After conducting experiments, Michael DeDonno, a doctoral student from Case Western Reserve University, suggests putting your bets on skills over luck when playing the card game.
DeDonno's findings from two poker-related studies with college students have implications for the gaming industry, and possibly even legal cases that challenge the theory of luck over skills.
According to DeDonno, the person who takes home the winnings is likely to pay higher taxes when money is considered earned by luck.
His article, "Poker is a Skill," written with Douglas Detterman, Case Western Reserve psychologist, is published in the journal, Gaming Law Review.
"This article provides empirical evidence that it is skill and not luck," concluded DeDonno from his two studies.
In the first study, DeDonno had 41 college students play eight games, totaling 200 hands, of Turbo Texas Hold'em, a computerized simulation of 10-player Hold'em poker. The game consists of being dealt two cards in the first round. The player must decide whether to play or quit based on the hand. If the person decides to play, then three cards are dealt for the community pot.

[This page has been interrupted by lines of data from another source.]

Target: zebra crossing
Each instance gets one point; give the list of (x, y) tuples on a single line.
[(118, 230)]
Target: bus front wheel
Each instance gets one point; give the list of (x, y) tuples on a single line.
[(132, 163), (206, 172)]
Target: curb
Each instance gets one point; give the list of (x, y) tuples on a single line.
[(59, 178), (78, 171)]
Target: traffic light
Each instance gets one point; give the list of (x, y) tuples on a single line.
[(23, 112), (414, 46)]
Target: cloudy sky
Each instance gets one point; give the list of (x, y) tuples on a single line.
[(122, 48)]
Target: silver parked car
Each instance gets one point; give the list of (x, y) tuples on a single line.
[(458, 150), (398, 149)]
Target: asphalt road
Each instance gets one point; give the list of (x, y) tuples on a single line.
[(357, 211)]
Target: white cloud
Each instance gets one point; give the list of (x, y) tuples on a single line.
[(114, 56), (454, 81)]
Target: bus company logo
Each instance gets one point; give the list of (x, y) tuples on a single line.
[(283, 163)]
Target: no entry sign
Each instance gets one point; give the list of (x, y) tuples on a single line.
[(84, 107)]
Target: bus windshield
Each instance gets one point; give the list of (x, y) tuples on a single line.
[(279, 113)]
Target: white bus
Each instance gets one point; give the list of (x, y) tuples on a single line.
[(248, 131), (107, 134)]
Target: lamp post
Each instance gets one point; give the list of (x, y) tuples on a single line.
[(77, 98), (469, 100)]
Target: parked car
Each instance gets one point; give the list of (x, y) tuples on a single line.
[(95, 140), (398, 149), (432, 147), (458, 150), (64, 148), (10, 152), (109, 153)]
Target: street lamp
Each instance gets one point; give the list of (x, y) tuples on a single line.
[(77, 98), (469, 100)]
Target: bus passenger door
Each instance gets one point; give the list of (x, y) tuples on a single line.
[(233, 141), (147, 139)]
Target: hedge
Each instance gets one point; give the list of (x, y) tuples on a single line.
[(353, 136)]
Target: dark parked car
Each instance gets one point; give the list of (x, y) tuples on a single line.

Again, the player has to decide whether to play or stop. The player must also consider the betting patterns of the other players in making a decision in moving to the next round. If continuing, then the player sees another card and has to decide again to bet or lay down the cards. This is repeated until there are five cards on the table.
Overall most of the students had little experience playing poker, said DeDonno.
Half of the students in the first group were given charts that ranked the two-card combinations from best to the worst and also learned that professional poker players typically play about 15 percent of the hands dealt them. The other group was given background on the history of poker with no strategies.
He found that students given some strategies to make decisions did better than those without the strategies.
When starting the study, almost two-thirds of the students (64 percent) felt that winning at poker was 50 percent luck.
"If it had been pure luck in winning, then the strategies would not have made a difference for the two groups," said DeDonno.
To statistically verify the results from the first study, he conducted a second study, but had students play 720 hands. Again the group was divided into those provided with strategies and those with just a history of playing poker. While all students improved their playing with practice over the large number of hands, the group given strategies continued to do better than those without the added information.
He also found that students reduced the average number of hands played at the beginning (27) to 15 hands after given strategies, which improved their games and validated that "fewer hands does result in improved performance."
DeDonno's research evolved from his interest in playing poker. He wanted to determine if there was a correlation between intelligence and the ability to play the game. But the focus shifted to the luck-skill issue.
According to DeDonno, using poker strategies has some real life applications in such areas as investments and buying a home where partial information is available. He also discovered that the poker simulation has applications in psychological testing for decision making and risk taking.
In his final analysis, DeDonno says that skill wins out in playing poker.